A friend and I were privately discussing the challenges of searching scanned paper books by the Greek and Hebrew words they contain. What follows is one of my replies, with personal references deleted, that may apply to other DC readers.
“Yep, I know just the garbled mess you’re talking about.
DevonThink searches the Greek and Hebrew fine for original documents. However, I think you’re talking about how it handles scanned images of paper books containing English, Greek, and/or Hebrew which is the hardest case “out there.” That boils down to OCR engines, none of which can handle Hebrew very well, yet.
The only good news is comparative in that DT uses the best OCR engine (ABBYY FineReader.) Even so, I don’t see the ability to handle niqqud on the Hebrew characters, but neither do any other alternatives.
If you’re starting with a scanned book, using an OCR engine to convert to text, and then exporting the resulting PDF to .docx in order to upload to Logos, I’ve found no workaround other than the publisher doing it for us (and charging more), or the work of someone who knows what they’re doing.
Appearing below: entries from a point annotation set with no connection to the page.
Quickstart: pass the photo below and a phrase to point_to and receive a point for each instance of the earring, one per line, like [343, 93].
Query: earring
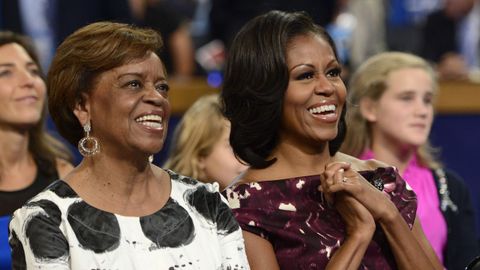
[88, 146]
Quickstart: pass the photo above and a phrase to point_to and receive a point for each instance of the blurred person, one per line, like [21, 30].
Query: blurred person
[302, 204]
[390, 117]
[452, 39]
[30, 158]
[200, 148]
[178, 53]
[108, 94]
[49, 22]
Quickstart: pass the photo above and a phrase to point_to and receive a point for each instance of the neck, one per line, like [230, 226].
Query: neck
[14, 145]
[293, 161]
[119, 185]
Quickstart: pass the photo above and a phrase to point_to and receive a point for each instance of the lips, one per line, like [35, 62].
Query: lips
[154, 121]
[323, 109]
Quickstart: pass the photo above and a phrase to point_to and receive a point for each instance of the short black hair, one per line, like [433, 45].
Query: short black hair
[256, 78]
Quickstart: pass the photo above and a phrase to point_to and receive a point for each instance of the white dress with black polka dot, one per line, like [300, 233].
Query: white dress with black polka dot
[194, 230]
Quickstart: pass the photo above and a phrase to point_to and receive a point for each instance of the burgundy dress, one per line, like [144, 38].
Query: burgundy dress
[304, 232]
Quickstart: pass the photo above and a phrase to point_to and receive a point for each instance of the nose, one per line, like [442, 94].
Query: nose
[154, 96]
[324, 86]
[422, 108]
[26, 78]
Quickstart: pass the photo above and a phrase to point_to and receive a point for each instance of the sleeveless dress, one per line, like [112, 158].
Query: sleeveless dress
[303, 230]
[195, 229]
[12, 200]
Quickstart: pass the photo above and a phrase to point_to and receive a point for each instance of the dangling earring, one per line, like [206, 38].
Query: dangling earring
[88, 146]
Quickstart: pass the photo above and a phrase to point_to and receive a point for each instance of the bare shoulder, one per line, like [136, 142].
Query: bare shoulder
[358, 164]
[63, 167]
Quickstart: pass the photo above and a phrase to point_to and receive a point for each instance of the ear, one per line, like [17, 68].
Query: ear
[368, 109]
[82, 109]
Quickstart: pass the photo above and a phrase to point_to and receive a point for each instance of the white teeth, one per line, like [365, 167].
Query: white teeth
[151, 120]
[152, 124]
[150, 117]
[321, 109]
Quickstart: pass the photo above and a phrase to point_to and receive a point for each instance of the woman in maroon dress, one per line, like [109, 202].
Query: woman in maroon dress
[303, 205]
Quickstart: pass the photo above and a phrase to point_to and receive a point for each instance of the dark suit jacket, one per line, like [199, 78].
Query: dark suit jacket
[462, 241]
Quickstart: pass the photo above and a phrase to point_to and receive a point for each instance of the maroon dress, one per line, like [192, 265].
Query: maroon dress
[304, 232]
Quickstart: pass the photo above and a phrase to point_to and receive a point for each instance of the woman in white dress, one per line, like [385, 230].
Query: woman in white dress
[108, 94]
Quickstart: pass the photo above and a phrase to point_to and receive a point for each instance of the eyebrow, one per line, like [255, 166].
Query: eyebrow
[332, 62]
[138, 74]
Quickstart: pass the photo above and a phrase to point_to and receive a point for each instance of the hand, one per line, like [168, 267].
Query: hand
[358, 219]
[339, 177]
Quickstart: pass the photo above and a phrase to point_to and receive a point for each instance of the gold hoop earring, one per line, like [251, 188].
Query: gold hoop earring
[88, 146]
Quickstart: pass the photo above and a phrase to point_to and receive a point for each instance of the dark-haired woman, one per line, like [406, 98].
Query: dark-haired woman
[302, 204]
[30, 159]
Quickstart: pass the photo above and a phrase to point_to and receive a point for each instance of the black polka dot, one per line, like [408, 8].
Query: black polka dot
[45, 237]
[62, 189]
[50, 208]
[18, 254]
[211, 207]
[170, 227]
[96, 230]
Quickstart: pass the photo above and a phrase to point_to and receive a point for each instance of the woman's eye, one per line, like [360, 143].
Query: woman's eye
[163, 87]
[134, 84]
[428, 100]
[334, 72]
[4, 73]
[306, 75]
[35, 71]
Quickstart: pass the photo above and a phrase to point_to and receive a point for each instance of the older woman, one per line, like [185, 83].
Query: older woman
[30, 159]
[108, 93]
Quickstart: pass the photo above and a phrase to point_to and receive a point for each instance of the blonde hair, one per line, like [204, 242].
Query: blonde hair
[370, 81]
[195, 136]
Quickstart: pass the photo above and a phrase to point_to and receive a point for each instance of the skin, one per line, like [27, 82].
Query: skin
[22, 99]
[120, 179]
[402, 118]
[303, 150]
[222, 157]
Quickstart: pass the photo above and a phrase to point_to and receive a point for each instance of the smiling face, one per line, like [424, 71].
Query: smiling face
[403, 115]
[128, 108]
[315, 95]
[22, 90]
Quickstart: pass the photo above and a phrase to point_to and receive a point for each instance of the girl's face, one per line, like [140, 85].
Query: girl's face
[221, 165]
[315, 95]
[22, 89]
[403, 115]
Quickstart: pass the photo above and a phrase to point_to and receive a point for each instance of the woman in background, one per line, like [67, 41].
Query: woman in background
[30, 158]
[390, 117]
[200, 147]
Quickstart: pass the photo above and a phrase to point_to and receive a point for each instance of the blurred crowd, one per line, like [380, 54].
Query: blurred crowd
[198, 33]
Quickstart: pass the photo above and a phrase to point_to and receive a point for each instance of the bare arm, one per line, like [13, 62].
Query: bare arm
[359, 223]
[260, 252]
[410, 248]
[407, 249]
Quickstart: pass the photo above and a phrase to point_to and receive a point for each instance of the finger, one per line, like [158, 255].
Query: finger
[334, 166]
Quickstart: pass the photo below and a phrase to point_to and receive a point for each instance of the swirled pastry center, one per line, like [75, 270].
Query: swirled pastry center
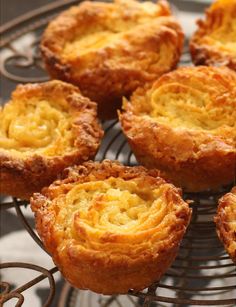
[88, 43]
[113, 21]
[37, 126]
[113, 206]
[194, 107]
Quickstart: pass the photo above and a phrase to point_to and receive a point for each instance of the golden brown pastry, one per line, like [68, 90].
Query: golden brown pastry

Ideally, the publisher has a digital copy, makes a deal with FaithLife, and FaithLife begins with the digital copy (side-stepping language issues) and starts tagging.
The more I learn, the more I’ve come to respect the amount of formatting work FaithLife has to do. That’s also why I focus on the 5 or 10% of the Divine Council Bibliography that is most urgent for scholarly work.
Having said all that, if you’ve found a few Divine Council resources that tend to be at the heart of your work let’s talk about what it would take to get them formatted, properly, for upload to Logos.
If you’re a MAC user doing research or writing, DevonThink is inevitable. There’s nothing out there that competes. I have DT office pro, and it’s one of those “always running” apps. Spotlight, HoudahSpot, Easyfind, DefailtFolderX, Acrobat, sure. But DevonThink is mandatory, IMO.”